Après des années de casse du service public d’éducation (classes surchargées, manques de moyens humains et matériels, réformes néolibérales), cette crise sanitaire met en évidence le fait que l’école ne peut pas redevenir comme elle était, et cela invite les enseignants à penser l’école de demain.
Membre fondateur du Parti communiste italien, Antonio Gramsci est député lorsque, en 1926, il est arrêté par les fascistes et condamné pour conspiration. Le procureur terminera son réquisitoire par ces paroles : « Nous devons empêcher ce cerveau de fonctionner ». C’est durant son incarcération que Gramsci écrit son œuvre de près de 3 000 pages de carnets, sortie clandestinement d’Italie et finalement éditée sous le nom de Carnets de prison.

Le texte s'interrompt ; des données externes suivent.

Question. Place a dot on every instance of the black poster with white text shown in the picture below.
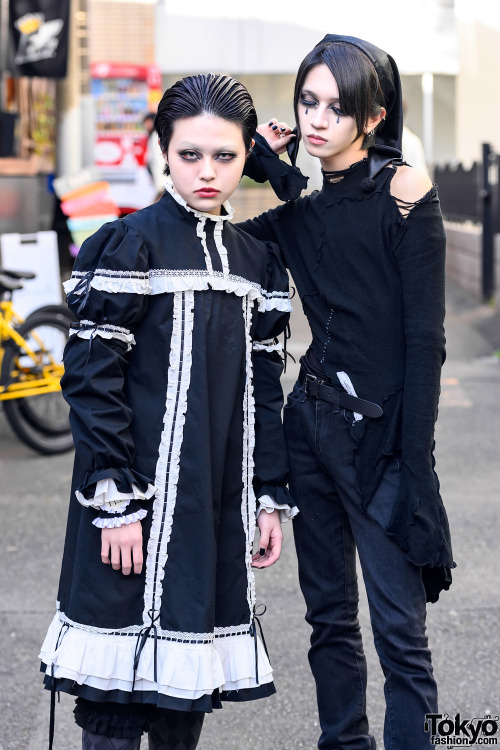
(39, 37)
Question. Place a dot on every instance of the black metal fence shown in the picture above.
(474, 195)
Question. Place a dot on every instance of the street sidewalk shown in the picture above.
(463, 625)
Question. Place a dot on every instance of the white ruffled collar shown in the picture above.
(169, 187)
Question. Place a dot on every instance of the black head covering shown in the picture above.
(387, 145)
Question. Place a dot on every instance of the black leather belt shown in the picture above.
(317, 388)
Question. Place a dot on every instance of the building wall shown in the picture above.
(464, 257)
(478, 102)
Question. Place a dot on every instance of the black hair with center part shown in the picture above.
(207, 94)
(360, 93)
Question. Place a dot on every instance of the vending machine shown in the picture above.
(122, 94)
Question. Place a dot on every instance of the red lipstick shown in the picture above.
(315, 139)
(207, 192)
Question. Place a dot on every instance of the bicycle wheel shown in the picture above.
(41, 421)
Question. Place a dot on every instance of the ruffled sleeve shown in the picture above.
(270, 456)
(419, 521)
(108, 293)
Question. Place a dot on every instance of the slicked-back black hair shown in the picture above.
(211, 94)
(360, 93)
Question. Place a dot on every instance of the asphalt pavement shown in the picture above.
(463, 626)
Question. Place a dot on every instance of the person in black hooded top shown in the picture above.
(367, 255)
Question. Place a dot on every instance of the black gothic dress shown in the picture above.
(172, 375)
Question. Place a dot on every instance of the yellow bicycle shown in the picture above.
(31, 353)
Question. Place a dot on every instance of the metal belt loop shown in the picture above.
(324, 391)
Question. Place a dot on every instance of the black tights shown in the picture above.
(174, 730)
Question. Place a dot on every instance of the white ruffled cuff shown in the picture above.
(113, 523)
(107, 496)
(267, 503)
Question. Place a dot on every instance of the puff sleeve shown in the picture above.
(108, 293)
(270, 456)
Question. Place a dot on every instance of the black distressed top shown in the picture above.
(371, 283)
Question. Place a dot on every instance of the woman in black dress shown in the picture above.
(172, 374)
(367, 255)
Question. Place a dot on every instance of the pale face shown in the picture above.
(206, 156)
(326, 132)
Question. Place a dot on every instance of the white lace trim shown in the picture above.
(172, 635)
(112, 523)
(184, 670)
(104, 280)
(268, 504)
(248, 503)
(107, 496)
(167, 468)
(105, 330)
(268, 345)
(346, 383)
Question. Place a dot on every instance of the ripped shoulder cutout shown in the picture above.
(409, 187)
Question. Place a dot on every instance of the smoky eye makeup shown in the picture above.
(226, 156)
(188, 154)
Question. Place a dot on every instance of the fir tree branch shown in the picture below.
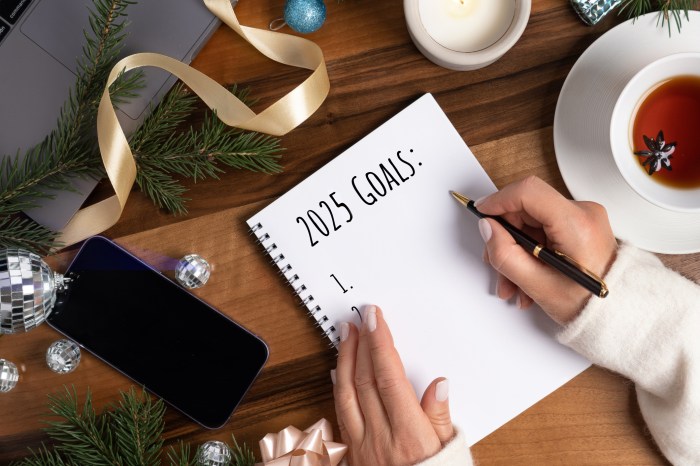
(675, 9)
(70, 150)
(82, 435)
(198, 154)
(129, 434)
(138, 426)
(182, 456)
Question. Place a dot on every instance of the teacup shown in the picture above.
(656, 150)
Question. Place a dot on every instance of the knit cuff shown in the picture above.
(454, 453)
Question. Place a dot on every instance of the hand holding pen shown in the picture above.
(579, 229)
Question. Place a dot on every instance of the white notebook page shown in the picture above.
(392, 235)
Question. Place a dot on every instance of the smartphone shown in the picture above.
(157, 333)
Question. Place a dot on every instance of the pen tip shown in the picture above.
(462, 199)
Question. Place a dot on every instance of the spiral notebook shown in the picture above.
(377, 225)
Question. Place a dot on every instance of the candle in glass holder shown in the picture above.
(466, 25)
(466, 34)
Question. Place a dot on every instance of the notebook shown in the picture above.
(377, 225)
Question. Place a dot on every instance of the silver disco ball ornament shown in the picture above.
(63, 356)
(9, 375)
(192, 271)
(27, 290)
(214, 453)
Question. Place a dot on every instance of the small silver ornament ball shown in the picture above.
(214, 453)
(63, 356)
(192, 271)
(27, 290)
(9, 375)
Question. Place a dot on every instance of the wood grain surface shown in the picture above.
(504, 112)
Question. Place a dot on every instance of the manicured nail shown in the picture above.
(370, 317)
(485, 230)
(442, 390)
(344, 331)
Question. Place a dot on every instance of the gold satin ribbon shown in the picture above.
(278, 119)
(312, 447)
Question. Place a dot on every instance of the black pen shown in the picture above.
(556, 259)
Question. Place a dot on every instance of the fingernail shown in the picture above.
(485, 230)
(442, 390)
(371, 317)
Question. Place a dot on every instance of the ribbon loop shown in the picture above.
(278, 119)
(312, 447)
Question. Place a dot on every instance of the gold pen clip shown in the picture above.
(603, 286)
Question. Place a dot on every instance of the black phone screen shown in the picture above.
(157, 333)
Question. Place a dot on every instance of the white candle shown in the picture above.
(466, 25)
(465, 34)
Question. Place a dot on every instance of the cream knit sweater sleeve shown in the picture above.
(648, 329)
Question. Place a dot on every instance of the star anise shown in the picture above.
(659, 153)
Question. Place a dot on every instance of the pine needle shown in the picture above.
(162, 155)
(676, 10)
(129, 433)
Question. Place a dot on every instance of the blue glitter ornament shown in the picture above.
(305, 16)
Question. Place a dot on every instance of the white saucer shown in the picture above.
(582, 132)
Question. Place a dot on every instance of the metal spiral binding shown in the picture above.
(285, 270)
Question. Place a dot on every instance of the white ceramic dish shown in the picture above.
(582, 132)
(632, 96)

Au-delà du contexte historique et des discussions de fond qu’Antonio Gramsci a fait avec différents courants de pensées, ses écrits sur l’éducation, ses pensées sur l’enseignement dans le cadre du système capitaliste, mais aussi ses idées motrices pour un nouveau type d’État, offrent des outils conceptuels pertinents pour discuter de l’éducation actuelle et construire une alternative pédagogique critique, en la liant avec des objectifs de changement social révolutionnaire.
Un fil conducteur traverse les écrits de Gramsci : la culture est organiquement liée au pouvoir dominant. Si le pouvoir bourgeois tient, ce n’est pas seulement parce que sa domination économique lui permet de tenir le prolétariat d’une main de fer, mais aussi grâce à son emprise sur les représentations culturelles de la masse des travailleurs. Cette domination se constitue et se maintient à travers la diffusion de valeurs au sein de l’École, des partis du régime, des institutions scientifiques, universitaires, artistiques, des médias de masse… Autant de foyers culturels propageant des représentations qui conquièrent peu à peu les esprits et permettent d’obtenir le consentement du plus grand nombre. Cette hégémonie culturelle amène alors les dominés à adopter la vision du monde des dominants et à l’accepter comme « allant de soi ».
Le révolutionnaire invite donc la classe ouvrière à subvertir progressivement les esprits, à diffuser, grâce à ses propres intellectuels, ses valeurs dans le domaine public afin d’installer son hégémonie culturelle. Toutefois, Gramsci, à l’inverse d’autres courant de pensée, considère que la « bataille culturelle » ne peut pas remplacer la lutte des classes. Si la lutte des classes intègre bien une dimension culturelle, pour que notre classe puisse accéder aux théâtres, musées, ou encore aux bibliothèques, la lutte pour un accès commun à la culture ne peut pas se penser comme alternative à la révolution.
Le système capitaliste accordant une importance particulière à la culture pour asseoir son hégémonie, il ne la laissera pas subvertir sans lutter. Cela implique qu’une hégémonie culturelle de la classe ouvrière ne pourra s’accomplir qu’avec une révolution sociale et politique.
Le concept d’État intégral et la fonction de l’école
Gramsci a présenté différentes esquisses de son concept d’« Etat intégral ». Dans un passage des Carnets de Prison en 1931, il explique que « qu’il entre dans la notion générale d’État des éléments qu’il faut rattacher à la notion de société civile (au sens, pourrait-on dire, qu’État = société politique + société civile, c’est-à-dire une hégémonie cuirassée de coercition) ».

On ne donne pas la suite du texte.